IMPORT INTO

The IMPORT INTO statement is used to import data in formats such as CSV, SQL, and PARQUET into an empty table in TiDB via the Physical Import Mode of TiDB Lightning.

Warning

Currently, this statement is experimental. It is not recommended to use it in production environments.

IMPORT INTO supports importing data from files stored in Amazon S3, GCS, and the TiDB local storage.

For data files stored in Amazon S3 or GCS, IMPORT INTO supports running in the TiDB backend task distributed execution framework.
- When this framework is enabled (tidb_enable_dist_task is ON), IMPORT INTO splits a data import job into multiple sub-jobs and distributes these sub-jobs to different TiDB nodes for execution to improve the import efficiency.
- When this framework is disabled, IMPORT INTO only supports running on the TiDB node where the current user is connected.
For data files stored locally in TiDB, IMPORT INTO only supports running on the TiDB node where the current user is connected. Therefore, the data files need to be placed on the TiDB node where the current user is connected. If you access TiDB through a proxy or load balancer, you cannot import data files stored locally in TiDB.

Known issue

After starting a data import job, TiDB sorts the data to be imported locally. During the sorting, in the case that the disk space used by TiDB exceeds the specified value of DISK_QUOTA or reaches 80% of the local disk space and TiDB has already started writing data to TiKV, if you cancel the import job or the import job fails, the background import thread will continue running for a while before exiting completely. For more information, see #45048.

Restrictions

Currently, IMPORT INTO only supports importing data within 1 TiB.
IMPORT INTO only supports importing data into existing empty tables in the database.
IMPORT INTO does not support transactions or rollback. Executing IMPORT INTO within an explicit transaction (BEGIN/END) will return an error.
The execution of IMPORT INTO blocks the current connection until the import is completed.
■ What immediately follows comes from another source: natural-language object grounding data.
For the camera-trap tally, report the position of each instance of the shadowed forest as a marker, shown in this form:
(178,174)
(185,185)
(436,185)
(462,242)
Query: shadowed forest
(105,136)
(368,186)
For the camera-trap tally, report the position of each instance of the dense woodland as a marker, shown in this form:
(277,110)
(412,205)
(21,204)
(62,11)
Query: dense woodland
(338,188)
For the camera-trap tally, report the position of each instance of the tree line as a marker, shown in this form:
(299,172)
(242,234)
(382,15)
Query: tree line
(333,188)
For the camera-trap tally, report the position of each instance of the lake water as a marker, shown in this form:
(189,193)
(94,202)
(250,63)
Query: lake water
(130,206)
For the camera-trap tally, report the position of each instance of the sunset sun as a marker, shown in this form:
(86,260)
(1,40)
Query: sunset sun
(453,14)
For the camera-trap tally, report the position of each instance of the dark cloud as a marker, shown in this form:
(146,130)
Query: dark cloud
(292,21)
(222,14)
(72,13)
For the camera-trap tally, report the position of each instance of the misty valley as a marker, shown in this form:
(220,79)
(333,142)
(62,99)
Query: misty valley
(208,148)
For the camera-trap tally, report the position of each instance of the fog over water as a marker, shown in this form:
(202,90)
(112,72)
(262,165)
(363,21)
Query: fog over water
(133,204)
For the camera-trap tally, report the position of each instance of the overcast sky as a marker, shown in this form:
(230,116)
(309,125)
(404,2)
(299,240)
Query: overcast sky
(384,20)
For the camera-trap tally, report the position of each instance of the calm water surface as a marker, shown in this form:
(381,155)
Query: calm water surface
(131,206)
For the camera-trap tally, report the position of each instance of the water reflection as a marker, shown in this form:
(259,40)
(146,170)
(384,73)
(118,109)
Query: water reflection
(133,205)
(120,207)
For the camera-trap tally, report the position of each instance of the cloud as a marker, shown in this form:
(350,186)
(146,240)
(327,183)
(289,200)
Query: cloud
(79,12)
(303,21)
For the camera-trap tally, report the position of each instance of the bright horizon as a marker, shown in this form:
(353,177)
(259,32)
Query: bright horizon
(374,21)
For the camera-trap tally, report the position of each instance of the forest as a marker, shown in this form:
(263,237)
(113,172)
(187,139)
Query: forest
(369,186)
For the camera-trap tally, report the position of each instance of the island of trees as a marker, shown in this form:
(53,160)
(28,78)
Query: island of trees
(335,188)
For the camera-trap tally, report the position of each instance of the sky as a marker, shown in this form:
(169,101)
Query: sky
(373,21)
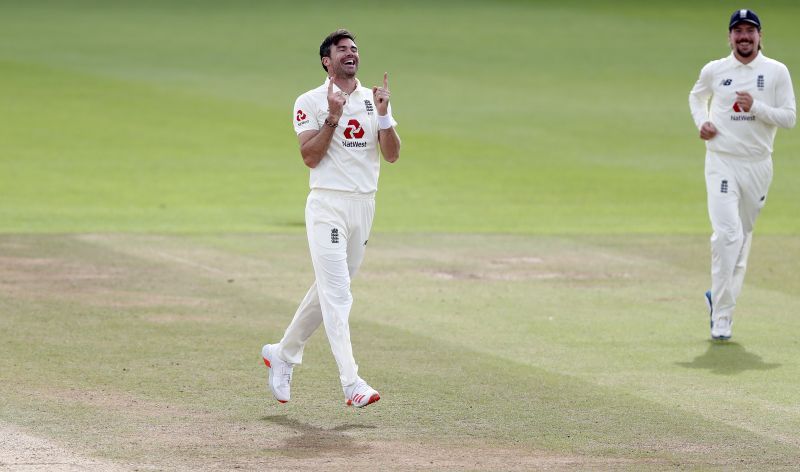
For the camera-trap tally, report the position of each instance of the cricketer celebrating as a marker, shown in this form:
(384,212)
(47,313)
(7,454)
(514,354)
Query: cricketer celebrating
(738,103)
(340,126)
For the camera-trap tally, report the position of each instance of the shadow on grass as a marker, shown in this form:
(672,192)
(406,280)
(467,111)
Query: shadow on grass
(314,441)
(728,358)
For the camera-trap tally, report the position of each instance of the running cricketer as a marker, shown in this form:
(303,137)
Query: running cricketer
(341,127)
(738,103)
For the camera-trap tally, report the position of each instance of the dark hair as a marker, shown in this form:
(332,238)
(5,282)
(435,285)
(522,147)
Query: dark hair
(330,40)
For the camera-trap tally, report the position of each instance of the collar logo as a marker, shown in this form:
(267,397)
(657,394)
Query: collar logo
(353,130)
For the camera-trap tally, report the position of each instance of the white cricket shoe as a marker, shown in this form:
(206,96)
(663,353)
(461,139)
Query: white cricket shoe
(280,373)
(721,330)
(360,394)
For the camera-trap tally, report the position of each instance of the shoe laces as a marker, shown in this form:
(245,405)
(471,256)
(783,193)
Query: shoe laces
(285,373)
(359,387)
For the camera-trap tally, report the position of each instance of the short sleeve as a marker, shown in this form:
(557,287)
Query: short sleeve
(304,117)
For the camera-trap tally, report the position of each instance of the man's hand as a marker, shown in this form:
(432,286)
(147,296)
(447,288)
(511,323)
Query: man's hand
(708,131)
(336,102)
(744,100)
(380,95)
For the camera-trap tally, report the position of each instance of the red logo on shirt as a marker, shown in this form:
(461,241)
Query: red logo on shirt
(353,130)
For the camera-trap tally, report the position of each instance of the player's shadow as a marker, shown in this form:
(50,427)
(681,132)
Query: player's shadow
(312,440)
(728,358)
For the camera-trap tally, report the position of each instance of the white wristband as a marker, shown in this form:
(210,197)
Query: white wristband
(385,122)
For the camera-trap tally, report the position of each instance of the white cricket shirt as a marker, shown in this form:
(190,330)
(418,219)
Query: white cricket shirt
(744,134)
(352,162)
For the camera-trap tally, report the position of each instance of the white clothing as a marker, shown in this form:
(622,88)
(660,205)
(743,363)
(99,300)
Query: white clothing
(743,134)
(338,226)
(738,166)
(737,191)
(352,162)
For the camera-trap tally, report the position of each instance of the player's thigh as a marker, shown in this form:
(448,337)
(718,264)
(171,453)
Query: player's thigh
(755,185)
(361,214)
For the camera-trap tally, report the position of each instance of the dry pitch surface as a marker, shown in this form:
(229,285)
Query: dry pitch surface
(491,352)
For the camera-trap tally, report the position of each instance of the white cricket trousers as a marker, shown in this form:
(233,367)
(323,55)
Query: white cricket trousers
(737,190)
(338,226)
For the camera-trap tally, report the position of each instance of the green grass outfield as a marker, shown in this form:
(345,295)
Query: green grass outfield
(532,296)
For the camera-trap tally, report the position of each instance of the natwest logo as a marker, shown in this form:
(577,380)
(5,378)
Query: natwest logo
(353,130)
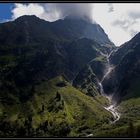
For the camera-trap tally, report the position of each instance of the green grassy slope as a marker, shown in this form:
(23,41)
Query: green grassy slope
(66,110)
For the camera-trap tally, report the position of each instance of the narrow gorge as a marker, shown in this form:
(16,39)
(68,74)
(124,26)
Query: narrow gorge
(112,108)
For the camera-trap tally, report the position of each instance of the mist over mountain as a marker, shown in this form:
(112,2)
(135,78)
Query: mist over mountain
(58,79)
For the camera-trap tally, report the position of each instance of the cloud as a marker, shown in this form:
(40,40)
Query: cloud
(53,11)
(121,21)
(24,9)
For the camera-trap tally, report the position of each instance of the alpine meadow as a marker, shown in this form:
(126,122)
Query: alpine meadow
(65,77)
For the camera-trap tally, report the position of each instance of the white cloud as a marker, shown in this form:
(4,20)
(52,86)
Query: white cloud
(120,21)
(24,9)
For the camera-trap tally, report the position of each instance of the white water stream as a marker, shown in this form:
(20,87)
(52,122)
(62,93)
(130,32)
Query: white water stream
(112,107)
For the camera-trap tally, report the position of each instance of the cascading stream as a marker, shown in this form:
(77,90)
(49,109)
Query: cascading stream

To execute the statement asynchronously, you can add the DETACHED option.
IMPORT INTO does not support working simultaneously with features such as Backup & Restore, FLASHBACK CLUSTER TO TIMESTAMP, acceleration of adding indexes, data import using TiDB Lightning, data replication using TiCDC, or Point-in-Time Recovery (PITR).
Only one IMPORT INTO job can run on a cluster at a time. Although IMPORT INTO performs a precheck for running jobs, it is not a hard limit. Starting multiple import jobs might work when multiple clients execute IMPORT INTO simultaneously, but you need to avoid that because it might result in data inconsistency or import failures.
During the data import process, do not perform DDL or DML operations on the target table, and do not execute FLASHBACK DATABASE for the target database. These operations can lead to import failures or data inconsistencies. In addition, it is NOT recommended to perform read operations during the import process, as the data being read might be inconsistent. Perform read and write operations only after the import is completed.
The import process consumes system resources significantly. To get better performance, it is recommended to use TiDB nodes with at least 32 cores and 64 GiB of memory. TiDB writes sorted data to the TiDB temporary directory during import, so it is recommended to configure high-performance storage media such as flash memory. For more information, see Physical Import Mode limitations.
The TiDB temporary directory is expected to have at least 90 GiB of available space. It is recommended to allocate storage space that is equal to or greater than the volume of data to be imported.
One import job supports importing data into one target table only. To import data into multiple target tables, after the import for a target table is completed, you need to create a new job for the next target table.

Prerequisites for import

Before using IMPORT INTO to import data, make sure the following requirements are met:

The target table to be imported is already created in TiDB and it is empty.
The target cluster has sufficient space to store the data to be imported.
The temporary directory of the TiDB node connected to the current session has at least 90 GiB of available space. If tidb_enable_dist_task is enabled, also make sure that the temporary directory of each TiDB node in the cluster has sufficient disk space.

Required privileges

Executing IMPORT INTO requires the SELECT, UPDATE, INSERT, DELETE, and ALTER privileges on the target table. To import files in TiDB local storage, the FILE privilege is also required.

Synopsis

ImportIntoStmt
ColumnNameOrUserVarList
SetClause
SetItem
Format
WithOptions
OptionItem

ImportIntoStmt ::=
    'IMPORT' 'INTO' TableName ColumnNameOrUserVarList? SetClause? FROM fileLocation Format? WithOptions?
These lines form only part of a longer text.